Der Botschafter verbeugte sich. »Euer Gnaden, das waren die Worte des Kaisers.«
Nun war Jane nach wie vor davon überzeugt, dass nicht ihr, sondern Mary die Krone gehörte, aber keinesfalls würde sie sich von einem ausländischen Herrscher vorschreiben lassen, was sie zu tun hatte. Sie entließ den Botschafter, ohne ihm eine Antwort oder gar ein Schreiben für den Kaiser mit auf den Weg zu geben.
    Am 15. Juli wurde es Antonia endlich gestattet, Jane aufzusuchen.

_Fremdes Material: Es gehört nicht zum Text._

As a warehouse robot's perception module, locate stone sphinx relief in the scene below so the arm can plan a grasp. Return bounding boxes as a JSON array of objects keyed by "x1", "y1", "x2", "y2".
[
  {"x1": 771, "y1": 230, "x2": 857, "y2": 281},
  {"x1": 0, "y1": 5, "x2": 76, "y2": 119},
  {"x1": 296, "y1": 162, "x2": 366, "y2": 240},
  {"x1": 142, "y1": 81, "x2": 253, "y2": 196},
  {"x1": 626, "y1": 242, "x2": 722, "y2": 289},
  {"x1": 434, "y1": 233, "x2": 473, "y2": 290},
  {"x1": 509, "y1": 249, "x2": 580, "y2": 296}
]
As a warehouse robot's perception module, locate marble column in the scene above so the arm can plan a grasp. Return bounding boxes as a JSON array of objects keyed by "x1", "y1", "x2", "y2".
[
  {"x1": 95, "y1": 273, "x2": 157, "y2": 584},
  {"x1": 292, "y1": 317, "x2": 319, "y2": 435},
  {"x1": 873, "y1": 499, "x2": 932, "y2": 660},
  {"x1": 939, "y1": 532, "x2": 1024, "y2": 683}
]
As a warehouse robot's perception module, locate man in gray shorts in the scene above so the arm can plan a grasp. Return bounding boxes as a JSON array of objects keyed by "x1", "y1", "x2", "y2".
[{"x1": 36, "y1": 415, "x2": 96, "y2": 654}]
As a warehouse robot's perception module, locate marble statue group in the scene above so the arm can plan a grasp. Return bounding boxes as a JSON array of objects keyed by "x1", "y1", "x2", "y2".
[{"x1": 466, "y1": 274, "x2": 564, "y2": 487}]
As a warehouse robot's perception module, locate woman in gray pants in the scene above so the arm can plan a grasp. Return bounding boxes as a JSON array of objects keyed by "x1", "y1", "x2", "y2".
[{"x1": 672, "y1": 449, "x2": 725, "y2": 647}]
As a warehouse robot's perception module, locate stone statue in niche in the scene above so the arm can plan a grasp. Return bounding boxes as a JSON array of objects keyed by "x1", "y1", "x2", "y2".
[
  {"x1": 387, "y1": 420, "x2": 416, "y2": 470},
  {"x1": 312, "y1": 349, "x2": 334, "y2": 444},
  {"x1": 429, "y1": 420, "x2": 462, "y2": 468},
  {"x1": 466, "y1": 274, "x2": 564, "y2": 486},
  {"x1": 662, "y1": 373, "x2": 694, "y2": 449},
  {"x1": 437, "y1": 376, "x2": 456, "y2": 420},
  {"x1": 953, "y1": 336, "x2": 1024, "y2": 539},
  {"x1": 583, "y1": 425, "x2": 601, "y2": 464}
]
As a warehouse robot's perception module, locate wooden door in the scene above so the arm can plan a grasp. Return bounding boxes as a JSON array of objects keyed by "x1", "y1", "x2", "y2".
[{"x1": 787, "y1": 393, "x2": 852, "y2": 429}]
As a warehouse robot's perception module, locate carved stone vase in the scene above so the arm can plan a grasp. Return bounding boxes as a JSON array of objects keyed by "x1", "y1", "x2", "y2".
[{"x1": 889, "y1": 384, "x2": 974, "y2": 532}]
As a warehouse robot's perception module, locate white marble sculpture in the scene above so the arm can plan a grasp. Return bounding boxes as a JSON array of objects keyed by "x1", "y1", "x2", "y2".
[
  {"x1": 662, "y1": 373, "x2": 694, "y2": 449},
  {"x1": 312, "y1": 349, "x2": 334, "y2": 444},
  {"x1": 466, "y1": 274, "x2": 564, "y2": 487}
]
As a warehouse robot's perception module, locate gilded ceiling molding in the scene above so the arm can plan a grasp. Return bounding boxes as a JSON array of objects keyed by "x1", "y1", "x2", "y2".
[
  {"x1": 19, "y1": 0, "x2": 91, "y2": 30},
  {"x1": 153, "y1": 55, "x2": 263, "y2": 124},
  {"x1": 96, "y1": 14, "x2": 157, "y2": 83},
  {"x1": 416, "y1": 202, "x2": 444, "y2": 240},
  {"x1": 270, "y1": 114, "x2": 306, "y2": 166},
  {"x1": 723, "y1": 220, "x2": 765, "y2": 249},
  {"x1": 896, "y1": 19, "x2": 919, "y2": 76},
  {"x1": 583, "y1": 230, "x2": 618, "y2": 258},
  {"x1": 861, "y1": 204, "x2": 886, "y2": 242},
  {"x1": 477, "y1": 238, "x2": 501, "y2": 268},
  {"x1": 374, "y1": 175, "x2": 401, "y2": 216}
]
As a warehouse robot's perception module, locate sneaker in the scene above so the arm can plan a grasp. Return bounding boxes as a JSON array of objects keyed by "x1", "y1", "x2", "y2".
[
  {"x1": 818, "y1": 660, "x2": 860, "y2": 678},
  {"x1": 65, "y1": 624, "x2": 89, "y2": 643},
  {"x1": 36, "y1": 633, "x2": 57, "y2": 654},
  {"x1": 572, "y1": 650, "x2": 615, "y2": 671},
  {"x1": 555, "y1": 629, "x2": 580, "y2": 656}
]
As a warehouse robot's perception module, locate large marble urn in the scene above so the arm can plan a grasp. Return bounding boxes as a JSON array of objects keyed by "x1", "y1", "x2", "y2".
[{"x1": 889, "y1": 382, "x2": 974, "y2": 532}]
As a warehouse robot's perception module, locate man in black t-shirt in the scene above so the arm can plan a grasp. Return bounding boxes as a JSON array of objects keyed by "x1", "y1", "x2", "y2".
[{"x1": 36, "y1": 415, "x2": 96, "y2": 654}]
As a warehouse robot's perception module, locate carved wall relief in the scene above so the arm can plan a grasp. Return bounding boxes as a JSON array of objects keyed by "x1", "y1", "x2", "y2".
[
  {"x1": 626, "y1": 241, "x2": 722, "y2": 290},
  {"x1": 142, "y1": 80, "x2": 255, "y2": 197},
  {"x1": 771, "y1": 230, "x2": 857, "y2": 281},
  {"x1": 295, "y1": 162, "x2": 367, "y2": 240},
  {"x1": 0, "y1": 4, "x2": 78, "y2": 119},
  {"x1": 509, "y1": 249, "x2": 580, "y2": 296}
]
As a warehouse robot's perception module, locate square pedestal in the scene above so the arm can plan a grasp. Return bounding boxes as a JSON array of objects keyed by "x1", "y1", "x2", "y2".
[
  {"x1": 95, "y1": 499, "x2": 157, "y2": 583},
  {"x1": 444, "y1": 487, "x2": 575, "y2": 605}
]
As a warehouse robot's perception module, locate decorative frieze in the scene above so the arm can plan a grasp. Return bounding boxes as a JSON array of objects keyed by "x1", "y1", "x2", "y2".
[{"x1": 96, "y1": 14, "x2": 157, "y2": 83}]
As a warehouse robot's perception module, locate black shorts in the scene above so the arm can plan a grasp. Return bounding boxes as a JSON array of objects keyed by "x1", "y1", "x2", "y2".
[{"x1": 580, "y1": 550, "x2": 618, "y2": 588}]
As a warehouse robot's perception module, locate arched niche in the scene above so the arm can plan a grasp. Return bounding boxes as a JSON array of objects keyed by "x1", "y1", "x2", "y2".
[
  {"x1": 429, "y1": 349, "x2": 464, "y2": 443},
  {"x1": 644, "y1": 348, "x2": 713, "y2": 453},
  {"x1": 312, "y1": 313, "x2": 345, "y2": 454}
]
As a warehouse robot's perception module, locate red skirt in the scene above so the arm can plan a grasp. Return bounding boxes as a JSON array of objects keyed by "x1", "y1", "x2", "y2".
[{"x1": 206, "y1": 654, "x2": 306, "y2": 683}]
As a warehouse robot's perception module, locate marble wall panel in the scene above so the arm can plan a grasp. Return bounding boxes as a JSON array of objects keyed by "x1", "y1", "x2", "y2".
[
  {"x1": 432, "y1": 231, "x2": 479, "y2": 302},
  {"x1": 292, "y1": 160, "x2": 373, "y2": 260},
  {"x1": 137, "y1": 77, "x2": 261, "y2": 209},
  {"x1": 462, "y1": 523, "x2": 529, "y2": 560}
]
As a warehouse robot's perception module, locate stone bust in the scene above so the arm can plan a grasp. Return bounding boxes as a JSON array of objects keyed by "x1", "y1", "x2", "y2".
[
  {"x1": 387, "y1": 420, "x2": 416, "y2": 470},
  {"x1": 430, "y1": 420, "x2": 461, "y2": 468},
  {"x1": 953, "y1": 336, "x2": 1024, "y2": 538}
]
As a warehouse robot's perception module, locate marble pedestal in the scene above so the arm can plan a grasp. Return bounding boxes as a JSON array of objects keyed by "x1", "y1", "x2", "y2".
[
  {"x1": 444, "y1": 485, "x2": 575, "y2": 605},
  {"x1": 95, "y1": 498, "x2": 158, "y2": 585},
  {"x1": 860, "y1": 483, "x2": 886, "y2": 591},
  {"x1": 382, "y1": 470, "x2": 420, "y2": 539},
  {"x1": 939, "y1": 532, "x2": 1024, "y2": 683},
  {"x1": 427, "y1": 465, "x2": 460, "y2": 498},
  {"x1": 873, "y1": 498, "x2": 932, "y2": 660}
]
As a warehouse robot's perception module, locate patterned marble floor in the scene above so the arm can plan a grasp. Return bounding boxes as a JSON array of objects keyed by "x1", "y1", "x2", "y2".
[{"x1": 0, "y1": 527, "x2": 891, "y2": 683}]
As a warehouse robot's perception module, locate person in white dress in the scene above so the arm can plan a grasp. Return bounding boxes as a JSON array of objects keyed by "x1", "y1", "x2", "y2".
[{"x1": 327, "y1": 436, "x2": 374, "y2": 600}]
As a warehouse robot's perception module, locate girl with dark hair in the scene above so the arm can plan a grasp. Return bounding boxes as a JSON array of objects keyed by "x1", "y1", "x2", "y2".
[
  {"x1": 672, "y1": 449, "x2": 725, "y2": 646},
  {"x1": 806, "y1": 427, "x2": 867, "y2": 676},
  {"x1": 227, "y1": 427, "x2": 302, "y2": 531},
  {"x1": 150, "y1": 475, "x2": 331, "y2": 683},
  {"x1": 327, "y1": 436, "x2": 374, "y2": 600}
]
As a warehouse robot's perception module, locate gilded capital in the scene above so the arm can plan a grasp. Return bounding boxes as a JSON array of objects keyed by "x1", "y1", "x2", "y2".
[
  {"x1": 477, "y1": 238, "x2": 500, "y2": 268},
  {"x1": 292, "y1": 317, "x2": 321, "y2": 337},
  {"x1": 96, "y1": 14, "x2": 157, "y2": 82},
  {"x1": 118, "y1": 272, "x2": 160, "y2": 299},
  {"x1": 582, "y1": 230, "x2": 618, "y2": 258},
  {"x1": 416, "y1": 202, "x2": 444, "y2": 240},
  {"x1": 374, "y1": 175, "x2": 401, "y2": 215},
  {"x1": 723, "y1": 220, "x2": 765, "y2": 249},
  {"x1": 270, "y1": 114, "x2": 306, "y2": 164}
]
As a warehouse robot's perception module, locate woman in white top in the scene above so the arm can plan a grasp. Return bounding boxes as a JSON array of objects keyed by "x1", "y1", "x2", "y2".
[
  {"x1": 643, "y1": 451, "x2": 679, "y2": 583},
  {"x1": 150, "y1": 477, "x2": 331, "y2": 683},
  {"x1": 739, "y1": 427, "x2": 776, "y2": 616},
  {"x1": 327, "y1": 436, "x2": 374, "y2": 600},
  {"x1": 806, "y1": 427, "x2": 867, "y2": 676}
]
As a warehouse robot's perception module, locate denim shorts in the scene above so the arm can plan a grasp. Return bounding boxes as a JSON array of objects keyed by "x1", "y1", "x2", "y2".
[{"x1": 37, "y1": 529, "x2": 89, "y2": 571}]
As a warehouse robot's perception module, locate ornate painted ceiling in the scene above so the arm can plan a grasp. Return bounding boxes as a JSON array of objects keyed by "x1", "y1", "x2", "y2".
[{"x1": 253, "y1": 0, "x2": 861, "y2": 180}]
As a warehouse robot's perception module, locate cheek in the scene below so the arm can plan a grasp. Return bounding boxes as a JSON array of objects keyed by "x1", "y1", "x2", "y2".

Sie fiel vor ihr auf die Knie und senkte ehrerbietig den Kopf.
»Antonia, steh sofort auf!«, rief Jane.
»Du
sollst nicht vor mir knien.«
»Aber Euer Gnaden, meine Königin …«
»Und nenn mich nicht
Euer Gnaden
! Ich bin Jane. Wir dürfen nicht zulassen, dass sich etwas zwischen uns ändert!«
Jane berührte Antonia an der Schulter, und einen Augenblick später fielen sich die beiden Frauen in die Arme.
»Man hat mich nicht zu dir gelassen«, beklagte sich Antonia. »Ich musste im Hause meines Vaters ausharren, hilflos und ohne zu wissen, wie es dir geht.«
Gerührt lächelte Jane. »Wie geht es Lord Fenton? Er hat sich seit Tagen nicht mehr blicken lassen.«
Verächtlich zog Antonia die Mundwinkel nach unten. »Ach, der ergibt sich beinahe ständig dem Alkohol, es gibt kaum Tage, an denen er nicht betrunken ist. Dabei munkelt er von unheilvollen Dingen, die über uns hereinbrechen werden.«
Das Lächeln verschwand von Janes Gesicht. Ernst nickte sie. »Damit hat er nicht Unrecht. Nach und nach verlassen die Ratten das sinkende Schiff. Der Herzog von Arundel war vorgestern der Erste. Er meinte, er müsse in so unsicheren Zeiten dem Herzog von Northumberland zur Seite stehen. Gestern ging Pembroke und heute Morgen Shrewsbury, alle mit der gleichen Begründung. Dabei weiß ich ganz genau, dass sie nicht nach Framlingham geeilt sind, sondern sich auf ihre Landsitze zurückgezogen haben, um sich vor dem drohenden Unwetter zu verbergen.«
»Ach Jane, was wird noch geschehen?«
Jane versuchte, die trüben Gedanken wie ein nasser Hund abzuschütteln. »Was kommen wird, wird kommen. Es liegt nicht in unserer Hand, unser Schicksal zu bestimmen. Gott wird für uns den richtigen Weg wählen. Jetzt aber Schluss mit dieser Schwarzmalerei! Sag mir lieber, Antonia, hast du Norman Powderham wiedergesehen?«
Antonia errötete. Tatsächlich weilte Sir Norman die letzten Tage ebenfalls in ihres Vaters Haus. Den Kuss und die kurze, vertraute Umarmung in Bringham hatten beide nicht mehr erwähnt, aber Norman hatte sich sehr freundlich und besorgt Antonia gegenüber gezeigt.